Brazil, one of the world’s largest food producers, was rocked by a police operation on Friday (17 March) where it was revealed that large meat producers had bribed health inspectors to certify tainted food as safe for human consumption.
“The Commission will ensure that any of the establishments implicated in the fraud are suspended from exporting to the EU,” a spokesman for the European Commission told a regular press briefing.
The executive added that the meat scandal would have no impact on negotiations currently under way between the EU and Mercosur, in which the two sides hope to reach agreements on free trade.

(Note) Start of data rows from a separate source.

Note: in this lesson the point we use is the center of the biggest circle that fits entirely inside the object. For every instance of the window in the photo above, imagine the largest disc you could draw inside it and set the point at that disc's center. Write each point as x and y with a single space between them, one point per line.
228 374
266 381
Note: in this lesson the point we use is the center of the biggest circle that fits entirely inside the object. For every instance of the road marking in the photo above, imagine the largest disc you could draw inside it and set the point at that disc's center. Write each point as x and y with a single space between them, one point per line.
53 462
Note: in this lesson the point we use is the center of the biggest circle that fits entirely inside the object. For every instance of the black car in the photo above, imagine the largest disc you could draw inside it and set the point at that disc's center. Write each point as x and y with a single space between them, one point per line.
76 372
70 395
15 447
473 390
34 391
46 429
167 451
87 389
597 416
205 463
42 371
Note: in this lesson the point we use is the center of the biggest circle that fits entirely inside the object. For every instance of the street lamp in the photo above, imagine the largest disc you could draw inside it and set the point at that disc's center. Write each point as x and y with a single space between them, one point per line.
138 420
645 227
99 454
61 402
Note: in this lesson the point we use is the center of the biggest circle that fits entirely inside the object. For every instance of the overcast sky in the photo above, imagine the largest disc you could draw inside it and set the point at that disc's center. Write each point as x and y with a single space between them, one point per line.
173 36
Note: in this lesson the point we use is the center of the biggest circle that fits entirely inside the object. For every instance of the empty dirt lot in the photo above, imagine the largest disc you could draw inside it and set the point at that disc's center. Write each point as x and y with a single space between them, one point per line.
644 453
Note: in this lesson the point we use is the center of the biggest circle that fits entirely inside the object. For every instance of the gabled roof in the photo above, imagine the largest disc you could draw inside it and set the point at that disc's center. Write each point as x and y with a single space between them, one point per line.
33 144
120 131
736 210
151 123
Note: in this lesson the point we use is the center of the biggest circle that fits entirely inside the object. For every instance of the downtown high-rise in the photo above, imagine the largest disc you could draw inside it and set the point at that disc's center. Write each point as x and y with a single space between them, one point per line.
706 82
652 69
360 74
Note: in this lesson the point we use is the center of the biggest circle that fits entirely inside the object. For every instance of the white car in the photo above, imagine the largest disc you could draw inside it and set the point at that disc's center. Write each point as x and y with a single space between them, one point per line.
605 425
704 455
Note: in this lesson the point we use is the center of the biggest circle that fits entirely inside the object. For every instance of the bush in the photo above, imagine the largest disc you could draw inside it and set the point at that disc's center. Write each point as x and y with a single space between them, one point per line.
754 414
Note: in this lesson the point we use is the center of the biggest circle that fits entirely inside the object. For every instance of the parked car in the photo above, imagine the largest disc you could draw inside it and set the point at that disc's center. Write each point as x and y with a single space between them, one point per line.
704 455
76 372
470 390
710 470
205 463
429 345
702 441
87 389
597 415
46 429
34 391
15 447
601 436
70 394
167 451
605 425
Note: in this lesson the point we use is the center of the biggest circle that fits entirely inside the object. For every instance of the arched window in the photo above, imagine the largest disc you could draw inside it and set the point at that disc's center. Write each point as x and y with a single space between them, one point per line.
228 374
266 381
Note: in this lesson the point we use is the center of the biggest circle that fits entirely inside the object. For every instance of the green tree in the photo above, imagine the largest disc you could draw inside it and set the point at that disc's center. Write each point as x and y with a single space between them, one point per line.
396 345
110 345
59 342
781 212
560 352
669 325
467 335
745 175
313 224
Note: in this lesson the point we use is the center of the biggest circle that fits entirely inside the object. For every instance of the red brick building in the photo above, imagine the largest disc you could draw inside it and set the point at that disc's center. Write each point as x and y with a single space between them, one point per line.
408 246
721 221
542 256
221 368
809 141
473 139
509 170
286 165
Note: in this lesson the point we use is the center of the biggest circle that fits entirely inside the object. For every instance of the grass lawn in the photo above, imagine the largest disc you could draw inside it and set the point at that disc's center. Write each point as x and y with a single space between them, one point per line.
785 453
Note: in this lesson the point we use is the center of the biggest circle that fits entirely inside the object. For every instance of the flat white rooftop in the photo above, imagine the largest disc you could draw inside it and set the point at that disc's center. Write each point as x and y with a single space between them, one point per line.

Brazil is the globe’s largest exporter of beef and chicken and fourth in terms of pork sales. Exports of these products made up 7.6% of its trade in 2016 and topped $11.6 billion, with the EU its main trading partner.
In order to preserve its lucrative trade, Brazilian President Michel Temer even invited ambassadors to a steak dinner to try and prove that its meat industry poses no threat. He acknowledged that there had been problems but that it did not represent wider risks.
“What the federal police’s investigation shows is that a crime has been committed against the Brazilian people, which merits being punished to the fullest extent possible,” said a communication from the minister, who cut short a ten-day-long sick leave to deal with the situation.
Maggi insisted that “a lot of action has already been implemented in order to correct distortions and stamp and corruption”, adding that “new measures will now be taken”.
The minister concluded that a “zero tolerance” approach would be taken.